Please note that the deadline to cast your vote is 10:30 a.m. Eastern Daylight Time on May 22, 2019. If you do not receive your voting instructions in the mail within the next 7 days, please contact E*TRADE Securities at 1-800-786-2575.

If you hold shares through other institutions such as a broker or bank, please follow the instructions sent to you as they will be slightly different.

Additional supporting documentation can also be found in the Argo Proxy Statement and the Argo Annual Report.

If you have any questions about our annual meeting or investor relations in general, please don’t hesitate to contact me or Susan Spivak Bernstein.

Craig Comeaux

VP, Secretary & Corporate Counsel

ADDITIONAL INFORMATION

Argo Group International Holdings, Ltd. (“Argo Group”) has filed a definitive proxy statement and WHITE proxy card with the U.S. Securities and Exchange Commission (the “SEC”) in connection with its solicitation of proxies for its 2019 Annual General Meeting of Shareholders (the “2019 Annual General Meeting”). ARGO GROUP SHAREHOLDERS ARE STRONGLY ENCOURAGED TO READ THE DEFINITIVE PROXY STATEMENT (AND ANY AMENDMENTS AND SUPPLEMENTS THERETO) AND ACCOMPANYING WHITE PROXY CARD AS THEY CONTAIN IMPORTANT INFORMATION. Shareholders may obtain the proxy statement, any amendments or supplements to the proxy statement and other documents as and when filed by Argo Group with the SEC without charge from the SEC’s website at www.sec.gov.

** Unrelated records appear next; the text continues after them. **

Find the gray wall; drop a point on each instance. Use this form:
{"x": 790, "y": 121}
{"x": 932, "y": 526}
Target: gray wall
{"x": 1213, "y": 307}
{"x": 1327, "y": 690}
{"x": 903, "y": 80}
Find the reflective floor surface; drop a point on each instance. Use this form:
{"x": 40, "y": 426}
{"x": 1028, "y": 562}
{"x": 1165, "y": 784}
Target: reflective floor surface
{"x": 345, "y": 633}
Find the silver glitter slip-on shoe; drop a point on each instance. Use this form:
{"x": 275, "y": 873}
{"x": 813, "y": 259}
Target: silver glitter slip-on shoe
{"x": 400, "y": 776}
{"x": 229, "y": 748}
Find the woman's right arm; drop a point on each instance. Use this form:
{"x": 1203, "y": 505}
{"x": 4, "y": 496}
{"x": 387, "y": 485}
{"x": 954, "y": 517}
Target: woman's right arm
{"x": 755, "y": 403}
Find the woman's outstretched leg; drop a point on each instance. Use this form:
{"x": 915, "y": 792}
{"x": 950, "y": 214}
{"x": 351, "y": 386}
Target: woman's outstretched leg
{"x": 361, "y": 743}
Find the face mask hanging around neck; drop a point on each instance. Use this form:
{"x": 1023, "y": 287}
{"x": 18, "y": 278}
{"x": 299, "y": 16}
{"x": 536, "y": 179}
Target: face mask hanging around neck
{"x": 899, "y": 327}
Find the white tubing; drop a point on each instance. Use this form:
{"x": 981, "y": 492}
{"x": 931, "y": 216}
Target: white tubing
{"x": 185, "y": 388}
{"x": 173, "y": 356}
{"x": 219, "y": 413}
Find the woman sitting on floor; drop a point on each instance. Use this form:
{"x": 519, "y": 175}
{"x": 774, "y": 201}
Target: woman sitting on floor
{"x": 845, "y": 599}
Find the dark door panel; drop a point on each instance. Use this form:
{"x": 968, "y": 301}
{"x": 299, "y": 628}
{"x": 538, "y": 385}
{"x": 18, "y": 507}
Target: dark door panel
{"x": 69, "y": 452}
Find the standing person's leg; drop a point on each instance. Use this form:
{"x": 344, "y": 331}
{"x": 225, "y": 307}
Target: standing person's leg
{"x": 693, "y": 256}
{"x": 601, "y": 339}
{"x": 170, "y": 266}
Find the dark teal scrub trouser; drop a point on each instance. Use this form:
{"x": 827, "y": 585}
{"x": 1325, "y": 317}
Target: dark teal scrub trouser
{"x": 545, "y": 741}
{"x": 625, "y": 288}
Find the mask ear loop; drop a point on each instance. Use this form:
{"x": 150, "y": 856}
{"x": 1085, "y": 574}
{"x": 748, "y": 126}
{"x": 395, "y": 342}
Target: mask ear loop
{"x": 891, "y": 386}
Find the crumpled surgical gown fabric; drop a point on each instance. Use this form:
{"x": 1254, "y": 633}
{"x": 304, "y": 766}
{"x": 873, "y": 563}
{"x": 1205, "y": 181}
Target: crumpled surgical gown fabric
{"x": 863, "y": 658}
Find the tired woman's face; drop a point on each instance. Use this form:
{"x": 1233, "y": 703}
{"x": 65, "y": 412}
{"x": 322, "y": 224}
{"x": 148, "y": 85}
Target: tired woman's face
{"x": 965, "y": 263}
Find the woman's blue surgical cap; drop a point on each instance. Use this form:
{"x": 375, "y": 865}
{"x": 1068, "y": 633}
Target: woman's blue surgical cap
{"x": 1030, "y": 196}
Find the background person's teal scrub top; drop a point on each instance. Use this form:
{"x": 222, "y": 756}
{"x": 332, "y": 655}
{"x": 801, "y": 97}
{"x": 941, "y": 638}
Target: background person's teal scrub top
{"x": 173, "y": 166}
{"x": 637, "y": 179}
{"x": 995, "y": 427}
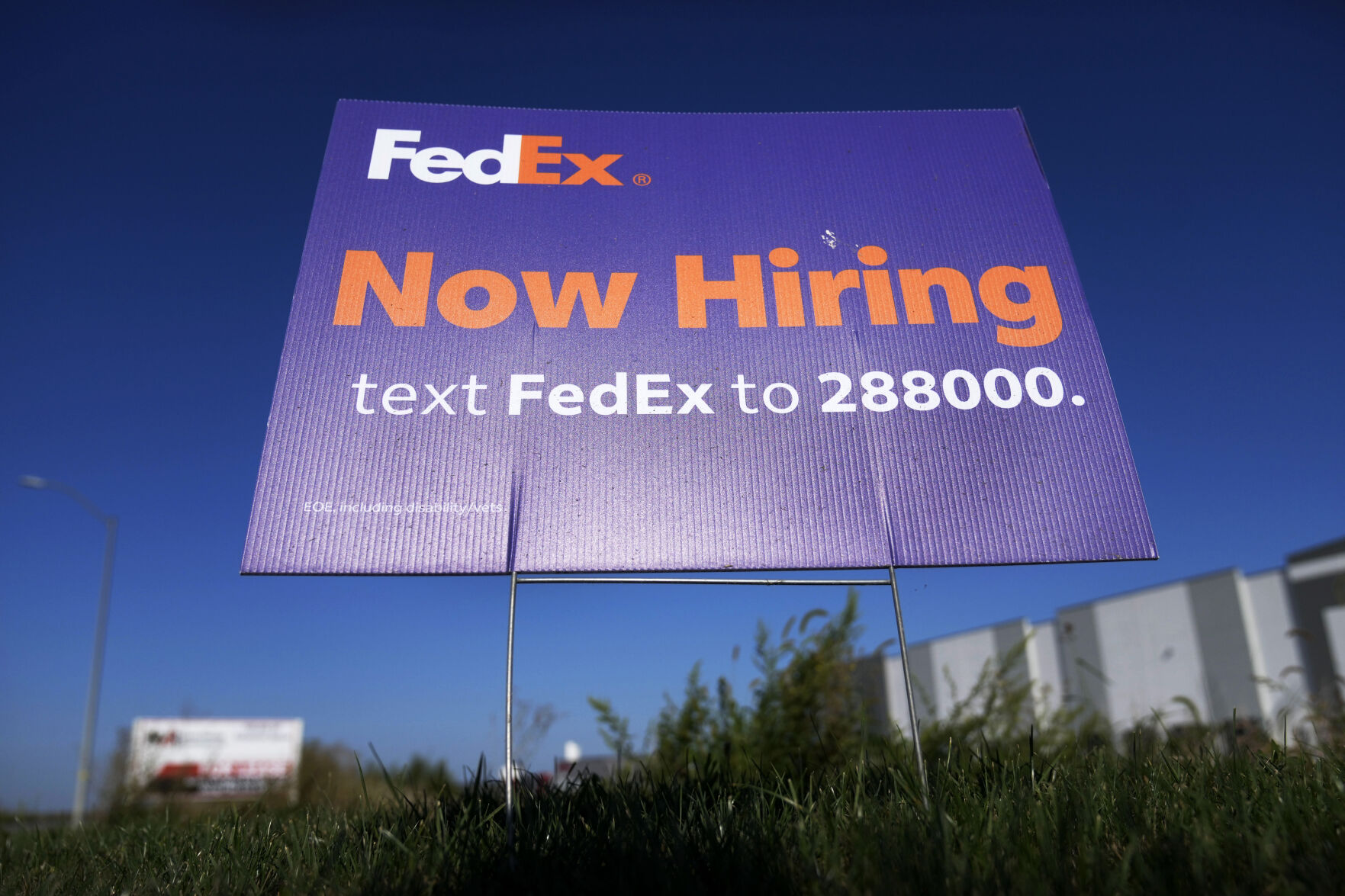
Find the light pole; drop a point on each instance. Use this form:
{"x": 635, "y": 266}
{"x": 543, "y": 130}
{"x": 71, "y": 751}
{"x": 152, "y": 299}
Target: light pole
{"x": 100, "y": 638}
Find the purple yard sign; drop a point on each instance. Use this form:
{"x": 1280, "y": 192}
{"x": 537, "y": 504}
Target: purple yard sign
{"x": 546, "y": 341}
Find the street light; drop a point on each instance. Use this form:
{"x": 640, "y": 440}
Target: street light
{"x": 100, "y": 638}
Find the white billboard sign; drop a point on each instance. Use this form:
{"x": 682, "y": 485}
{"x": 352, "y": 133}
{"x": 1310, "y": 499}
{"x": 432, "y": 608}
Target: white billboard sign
{"x": 214, "y": 758}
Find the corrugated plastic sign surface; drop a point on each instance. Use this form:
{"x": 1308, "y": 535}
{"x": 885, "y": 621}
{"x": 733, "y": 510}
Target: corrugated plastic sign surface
{"x": 587, "y": 341}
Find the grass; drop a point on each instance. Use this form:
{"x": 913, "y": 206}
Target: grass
{"x": 1087, "y": 822}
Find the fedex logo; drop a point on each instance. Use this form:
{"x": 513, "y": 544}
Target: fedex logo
{"x": 521, "y": 159}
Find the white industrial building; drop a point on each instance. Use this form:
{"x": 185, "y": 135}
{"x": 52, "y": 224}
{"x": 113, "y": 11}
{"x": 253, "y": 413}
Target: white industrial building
{"x": 944, "y": 673}
{"x": 1207, "y": 649}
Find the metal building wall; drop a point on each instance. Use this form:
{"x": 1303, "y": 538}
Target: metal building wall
{"x": 1334, "y": 625}
{"x": 1283, "y": 690}
{"x": 1317, "y": 583}
{"x": 946, "y": 672}
{"x": 1137, "y": 656}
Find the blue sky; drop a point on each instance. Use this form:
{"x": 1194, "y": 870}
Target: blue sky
{"x": 159, "y": 165}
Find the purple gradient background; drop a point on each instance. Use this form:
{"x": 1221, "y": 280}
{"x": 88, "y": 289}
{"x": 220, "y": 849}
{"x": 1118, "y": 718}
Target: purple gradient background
{"x": 669, "y": 493}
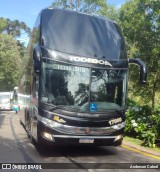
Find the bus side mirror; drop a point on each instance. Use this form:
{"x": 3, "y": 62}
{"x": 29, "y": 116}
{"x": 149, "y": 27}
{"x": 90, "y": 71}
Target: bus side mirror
{"x": 143, "y": 69}
{"x": 36, "y": 58}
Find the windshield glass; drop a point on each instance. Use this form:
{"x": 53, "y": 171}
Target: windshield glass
{"x": 66, "y": 85}
{"x": 82, "y": 35}
{"x": 69, "y": 87}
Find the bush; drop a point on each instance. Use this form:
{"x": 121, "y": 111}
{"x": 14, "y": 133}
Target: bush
{"x": 141, "y": 123}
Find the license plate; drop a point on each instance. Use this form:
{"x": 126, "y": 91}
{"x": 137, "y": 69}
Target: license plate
{"x": 84, "y": 140}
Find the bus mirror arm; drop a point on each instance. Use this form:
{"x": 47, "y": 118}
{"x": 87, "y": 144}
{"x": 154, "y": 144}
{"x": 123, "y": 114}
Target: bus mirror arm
{"x": 36, "y": 58}
{"x": 36, "y": 53}
{"x": 143, "y": 69}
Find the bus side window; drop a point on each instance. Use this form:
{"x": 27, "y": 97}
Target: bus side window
{"x": 35, "y": 87}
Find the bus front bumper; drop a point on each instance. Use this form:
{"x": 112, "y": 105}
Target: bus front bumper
{"x": 55, "y": 133}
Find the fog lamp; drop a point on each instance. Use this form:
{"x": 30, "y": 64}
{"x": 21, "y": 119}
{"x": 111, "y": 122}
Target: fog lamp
{"x": 47, "y": 136}
{"x": 118, "y": 138}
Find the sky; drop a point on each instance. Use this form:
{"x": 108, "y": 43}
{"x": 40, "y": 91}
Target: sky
{"x": 28, "y": 10}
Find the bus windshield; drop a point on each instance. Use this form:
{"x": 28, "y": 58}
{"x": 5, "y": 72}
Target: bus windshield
{"x": 80, "y": 88}
{"x": 82, "y": 35}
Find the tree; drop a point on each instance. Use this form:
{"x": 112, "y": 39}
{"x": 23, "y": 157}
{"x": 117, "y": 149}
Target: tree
{"x": 87, "y": 6}
{"x": 140, "y": 20}
{"x": 10, "y": 62}
{"x": 14, "y": 28}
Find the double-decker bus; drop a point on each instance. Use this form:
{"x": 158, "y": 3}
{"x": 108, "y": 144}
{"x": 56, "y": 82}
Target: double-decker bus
{"x": 76, "y": 78}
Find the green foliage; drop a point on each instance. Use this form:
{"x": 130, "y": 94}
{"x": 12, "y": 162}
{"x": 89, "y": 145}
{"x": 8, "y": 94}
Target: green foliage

CERTAIN INFORMATION REGARDING PARTICIPANTS

Argo Group, its directors and certain of its executive officers may be deemed to be participants in connection with the solicitation of proxies from Argo Group’s shareholders in connection with the matters to be considered at the 2019 Annual General Meeting. Information regarding the identity of potential participants, and their direct or indirect interests, by security holdings or otherwise, is set forth in the proxy statement and other materials to be filed with the SEC. These documents can be obtained free of charge from the sources indicated above.